Et le bavardage s’est fait chair

Son dernier film, Magic in the Moonlight, encensé avec raison par la critique, se déroule sur la Côte d'Azur des années 1920, décor de vacances et époque de style, de quoi mettre dans un apaisement d’âme le spectateur. Apaisement confirmé car Woody Allen n’est à l’aise que dans le monde civilisé. Puisqu’il ne sait que parler et raconter, il lui faut des conditions propices. C’est bien dans un monde où les conventions sont bien présentes, que l’on peut tout dire sans déclencher une guerre de brutes. Le duo Colin Firth-Emma Stone teste ainsi leur propre résistance, s’éprouve pour mieux succomber.

Les personnages sont bavards, en dialogue permanent, à bon débit, mais c’est qu’ils ont à dire pour exister. « Je parle donc j’existe » pourrait dire le cinéaste. Et comme nous sommes dans un monde très civilisé, les aphorismes pleuvent, l’ironie mord tous les cerveaux.

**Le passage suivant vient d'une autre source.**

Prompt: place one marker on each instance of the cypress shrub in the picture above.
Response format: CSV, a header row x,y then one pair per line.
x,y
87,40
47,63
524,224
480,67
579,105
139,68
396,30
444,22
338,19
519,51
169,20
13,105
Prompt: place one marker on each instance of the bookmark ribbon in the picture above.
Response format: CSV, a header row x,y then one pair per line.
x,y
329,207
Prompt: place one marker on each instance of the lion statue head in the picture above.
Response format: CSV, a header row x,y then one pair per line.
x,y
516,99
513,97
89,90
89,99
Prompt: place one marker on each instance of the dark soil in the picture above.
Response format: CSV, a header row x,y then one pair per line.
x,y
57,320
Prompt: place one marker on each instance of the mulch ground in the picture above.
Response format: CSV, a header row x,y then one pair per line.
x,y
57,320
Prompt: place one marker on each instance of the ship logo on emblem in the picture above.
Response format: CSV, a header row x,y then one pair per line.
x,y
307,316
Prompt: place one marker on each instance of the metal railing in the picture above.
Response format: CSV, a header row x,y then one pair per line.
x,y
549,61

Mais la violence et la guerre sont impossibles, puisque nous sommes en conversation, il s’agit juste d’exister et de se confronter les uns aux autres par la parole. On parle du côté du magicien rationaliste d’un monde du trucage sans magie, des sciences, des leurres, de la matière qui ne ment pas, on se moque de ceux qui prient, de ceux qui prennent des ectoplasmes pour des âmes, de ceux qui se laissent berner et aiment ça. Du côté de la médium et de ses fans, on parle de surnaturel, de magie, de monde invisible, et on plaint l’homme cynique, pessimiste et tristement rationnel.

L’amour est-il de ce monde ?

Le film raconte en fait deux choses à deux plans différents. Il met en scène le rapport de chacun avec sa propre dimension métaphysique, via le récit du magicien matérialiste qui finit par tomber amoureux de la jeune femme médium dont il était venu démasquer le charlatanisme. Le débat s’incarne dans les personnages sur la possible existence du surnaturel dans ce monde, et finit par révéler l’irréfragable irrationalité du sentiment amoureux.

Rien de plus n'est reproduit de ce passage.